Andrew Sullivan’s cover piece "The Case for Barack Obama" in the latest Atlantic contained these interesting sentences:

To be black and white, to have belonged to a nonreligious home and a Christian church, to have attended a majority-Muslim school in Indonesia and a black church in urban Chicago, to be more than one thing and sometimes not fully anything—this is an increasingly common experience for Americans, including many racial minorities. Obama expresses such a conflicted but resilient identity before he even utters a word. And this complexity, with its internal tensions, contradictions, and moods, may increasingly be the main thing all Americans have in common.

Could be. A "mongrel" sense of self as the predominant form of identity is a case G. Pascal Zachary makes forcefully in The Global Me: New Cosmopolitans and the Competitive Edge. I finished it yesterday and recommend the book to anyone interested in globalization, cosmopolitanism, and hybrid identities.

How to Improve America’s Image

Fred Kaplan of Slate solicited over a hundred suggestions from readers (mostly Americans living abroad) on how to improve America’s image in the world. The ideas are good and interesting but not terribly surprising. I second the thought American personnel in U.S. customs or embassies need to be much friendlier.

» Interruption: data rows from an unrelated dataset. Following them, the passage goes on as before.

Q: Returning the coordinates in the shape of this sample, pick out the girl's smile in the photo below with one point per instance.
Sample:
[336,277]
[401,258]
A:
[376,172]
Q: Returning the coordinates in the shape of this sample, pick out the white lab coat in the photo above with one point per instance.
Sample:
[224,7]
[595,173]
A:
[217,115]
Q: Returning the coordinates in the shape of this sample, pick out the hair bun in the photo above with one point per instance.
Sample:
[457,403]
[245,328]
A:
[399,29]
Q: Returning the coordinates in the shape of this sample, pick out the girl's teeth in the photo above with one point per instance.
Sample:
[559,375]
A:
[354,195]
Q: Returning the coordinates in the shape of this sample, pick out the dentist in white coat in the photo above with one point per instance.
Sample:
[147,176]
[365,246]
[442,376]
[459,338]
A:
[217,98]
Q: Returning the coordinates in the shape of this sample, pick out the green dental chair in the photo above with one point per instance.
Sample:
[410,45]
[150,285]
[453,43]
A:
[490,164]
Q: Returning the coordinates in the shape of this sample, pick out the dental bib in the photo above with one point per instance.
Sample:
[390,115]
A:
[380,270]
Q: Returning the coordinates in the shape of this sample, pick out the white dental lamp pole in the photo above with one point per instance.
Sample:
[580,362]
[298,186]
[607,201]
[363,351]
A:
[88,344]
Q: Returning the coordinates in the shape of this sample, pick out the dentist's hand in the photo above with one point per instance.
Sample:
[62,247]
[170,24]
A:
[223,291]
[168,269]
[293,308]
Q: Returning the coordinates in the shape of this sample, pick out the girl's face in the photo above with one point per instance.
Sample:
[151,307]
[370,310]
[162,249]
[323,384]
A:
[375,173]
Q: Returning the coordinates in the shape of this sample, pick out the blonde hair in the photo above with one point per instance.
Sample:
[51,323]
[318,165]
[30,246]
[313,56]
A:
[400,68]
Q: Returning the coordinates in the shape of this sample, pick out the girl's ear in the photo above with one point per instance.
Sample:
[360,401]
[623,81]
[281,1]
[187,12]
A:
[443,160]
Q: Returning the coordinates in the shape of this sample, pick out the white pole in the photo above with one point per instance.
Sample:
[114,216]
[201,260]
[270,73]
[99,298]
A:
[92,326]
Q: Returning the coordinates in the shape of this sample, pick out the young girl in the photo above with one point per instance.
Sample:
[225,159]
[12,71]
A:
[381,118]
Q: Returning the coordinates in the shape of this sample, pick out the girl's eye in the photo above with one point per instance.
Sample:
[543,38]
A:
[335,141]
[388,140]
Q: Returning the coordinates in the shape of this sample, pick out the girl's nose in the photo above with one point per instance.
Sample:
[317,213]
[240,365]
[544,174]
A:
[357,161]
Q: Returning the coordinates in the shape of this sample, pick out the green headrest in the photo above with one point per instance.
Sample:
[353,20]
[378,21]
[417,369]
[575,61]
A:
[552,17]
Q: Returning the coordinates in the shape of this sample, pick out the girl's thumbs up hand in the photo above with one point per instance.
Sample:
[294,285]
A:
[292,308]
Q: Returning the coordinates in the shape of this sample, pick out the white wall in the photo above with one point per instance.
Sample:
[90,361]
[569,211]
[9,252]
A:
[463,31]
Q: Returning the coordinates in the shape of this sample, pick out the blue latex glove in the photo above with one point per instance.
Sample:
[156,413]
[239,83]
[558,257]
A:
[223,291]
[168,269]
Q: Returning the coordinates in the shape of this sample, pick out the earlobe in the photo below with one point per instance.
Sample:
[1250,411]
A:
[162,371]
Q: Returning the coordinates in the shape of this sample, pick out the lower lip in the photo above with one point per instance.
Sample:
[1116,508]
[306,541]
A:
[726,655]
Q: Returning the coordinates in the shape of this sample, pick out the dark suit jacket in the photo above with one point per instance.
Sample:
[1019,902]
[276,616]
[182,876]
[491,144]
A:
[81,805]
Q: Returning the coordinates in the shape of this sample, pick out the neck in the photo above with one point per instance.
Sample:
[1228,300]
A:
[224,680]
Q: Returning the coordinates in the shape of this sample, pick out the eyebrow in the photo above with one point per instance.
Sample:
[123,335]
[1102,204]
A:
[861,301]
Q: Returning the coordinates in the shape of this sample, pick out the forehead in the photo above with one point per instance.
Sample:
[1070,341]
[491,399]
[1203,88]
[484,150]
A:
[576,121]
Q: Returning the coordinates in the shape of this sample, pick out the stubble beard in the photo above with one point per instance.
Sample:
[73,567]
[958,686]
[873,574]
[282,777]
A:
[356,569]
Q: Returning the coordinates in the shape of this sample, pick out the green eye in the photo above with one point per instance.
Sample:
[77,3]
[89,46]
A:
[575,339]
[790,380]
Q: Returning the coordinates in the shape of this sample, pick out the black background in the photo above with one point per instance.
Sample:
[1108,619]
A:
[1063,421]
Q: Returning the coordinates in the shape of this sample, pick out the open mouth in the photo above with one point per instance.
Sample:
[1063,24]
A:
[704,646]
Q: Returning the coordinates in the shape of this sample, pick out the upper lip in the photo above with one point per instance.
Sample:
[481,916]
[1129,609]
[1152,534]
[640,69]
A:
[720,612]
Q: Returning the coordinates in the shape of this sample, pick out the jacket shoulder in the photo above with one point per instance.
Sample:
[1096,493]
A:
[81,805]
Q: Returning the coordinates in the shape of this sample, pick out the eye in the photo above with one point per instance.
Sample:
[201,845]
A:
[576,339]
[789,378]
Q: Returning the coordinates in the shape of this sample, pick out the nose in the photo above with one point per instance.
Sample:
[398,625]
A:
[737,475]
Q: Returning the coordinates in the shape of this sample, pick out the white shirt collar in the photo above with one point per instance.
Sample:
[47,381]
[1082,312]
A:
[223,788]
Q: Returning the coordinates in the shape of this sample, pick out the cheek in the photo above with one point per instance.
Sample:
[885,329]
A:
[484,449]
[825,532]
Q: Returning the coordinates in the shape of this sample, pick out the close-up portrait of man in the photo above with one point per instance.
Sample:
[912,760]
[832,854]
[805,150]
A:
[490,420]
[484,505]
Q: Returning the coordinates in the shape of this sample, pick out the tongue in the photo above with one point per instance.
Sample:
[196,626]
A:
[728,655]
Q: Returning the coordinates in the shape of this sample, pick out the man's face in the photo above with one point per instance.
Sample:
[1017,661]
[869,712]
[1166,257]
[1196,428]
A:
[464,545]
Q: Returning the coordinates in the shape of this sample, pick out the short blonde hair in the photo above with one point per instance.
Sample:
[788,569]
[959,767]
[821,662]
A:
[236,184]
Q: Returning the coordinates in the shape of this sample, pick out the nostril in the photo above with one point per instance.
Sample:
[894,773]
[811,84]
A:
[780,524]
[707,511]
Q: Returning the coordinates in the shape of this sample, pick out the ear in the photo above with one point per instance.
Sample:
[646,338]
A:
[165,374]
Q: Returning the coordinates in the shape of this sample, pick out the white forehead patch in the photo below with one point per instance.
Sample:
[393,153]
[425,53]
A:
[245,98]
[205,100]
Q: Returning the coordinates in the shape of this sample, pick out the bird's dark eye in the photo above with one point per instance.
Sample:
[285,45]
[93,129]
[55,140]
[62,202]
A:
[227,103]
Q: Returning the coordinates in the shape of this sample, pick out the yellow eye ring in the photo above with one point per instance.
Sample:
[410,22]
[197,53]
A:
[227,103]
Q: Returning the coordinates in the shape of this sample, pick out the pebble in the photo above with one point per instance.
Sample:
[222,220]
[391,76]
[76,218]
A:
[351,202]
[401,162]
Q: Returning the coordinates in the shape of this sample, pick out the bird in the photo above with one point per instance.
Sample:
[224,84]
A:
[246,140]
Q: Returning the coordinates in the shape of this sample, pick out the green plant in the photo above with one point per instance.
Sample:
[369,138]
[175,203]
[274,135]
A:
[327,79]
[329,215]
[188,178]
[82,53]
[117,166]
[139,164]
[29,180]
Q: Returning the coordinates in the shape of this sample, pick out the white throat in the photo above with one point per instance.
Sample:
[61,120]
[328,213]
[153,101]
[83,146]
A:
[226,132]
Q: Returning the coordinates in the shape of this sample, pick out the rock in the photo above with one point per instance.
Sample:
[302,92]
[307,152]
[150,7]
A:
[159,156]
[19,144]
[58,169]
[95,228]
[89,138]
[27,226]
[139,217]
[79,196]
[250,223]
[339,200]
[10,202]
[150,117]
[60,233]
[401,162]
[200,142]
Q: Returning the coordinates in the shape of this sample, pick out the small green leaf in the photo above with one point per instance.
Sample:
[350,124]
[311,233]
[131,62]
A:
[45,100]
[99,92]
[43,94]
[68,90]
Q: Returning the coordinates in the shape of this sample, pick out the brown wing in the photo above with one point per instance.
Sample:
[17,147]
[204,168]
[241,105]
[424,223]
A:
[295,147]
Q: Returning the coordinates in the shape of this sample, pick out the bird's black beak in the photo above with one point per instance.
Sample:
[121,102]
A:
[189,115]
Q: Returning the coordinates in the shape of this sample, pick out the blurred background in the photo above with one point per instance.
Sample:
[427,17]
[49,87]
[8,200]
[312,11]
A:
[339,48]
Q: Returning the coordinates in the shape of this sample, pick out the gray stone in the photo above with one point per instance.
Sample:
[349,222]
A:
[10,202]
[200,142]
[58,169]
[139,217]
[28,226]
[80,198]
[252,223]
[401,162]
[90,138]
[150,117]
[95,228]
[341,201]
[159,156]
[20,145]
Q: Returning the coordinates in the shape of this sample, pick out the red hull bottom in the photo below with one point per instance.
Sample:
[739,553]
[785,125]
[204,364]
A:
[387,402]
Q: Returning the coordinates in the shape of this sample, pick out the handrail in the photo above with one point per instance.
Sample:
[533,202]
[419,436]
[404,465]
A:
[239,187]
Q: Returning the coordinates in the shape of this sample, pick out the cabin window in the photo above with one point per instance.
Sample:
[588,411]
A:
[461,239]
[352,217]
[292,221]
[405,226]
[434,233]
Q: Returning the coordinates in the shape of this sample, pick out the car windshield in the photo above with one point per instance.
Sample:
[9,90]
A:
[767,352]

Excerpt:

And so the most prominent suggestion on how to improve America’s face in the world—a suggestion made by well over half of those who wrote me—is to send the world more American faces and to bring more of the world’s faces into America.

In other words, these readers say, there should be a vast expansion in the Peace Corps, in Fulbright fellowships, and, above all, in student-exchange programs.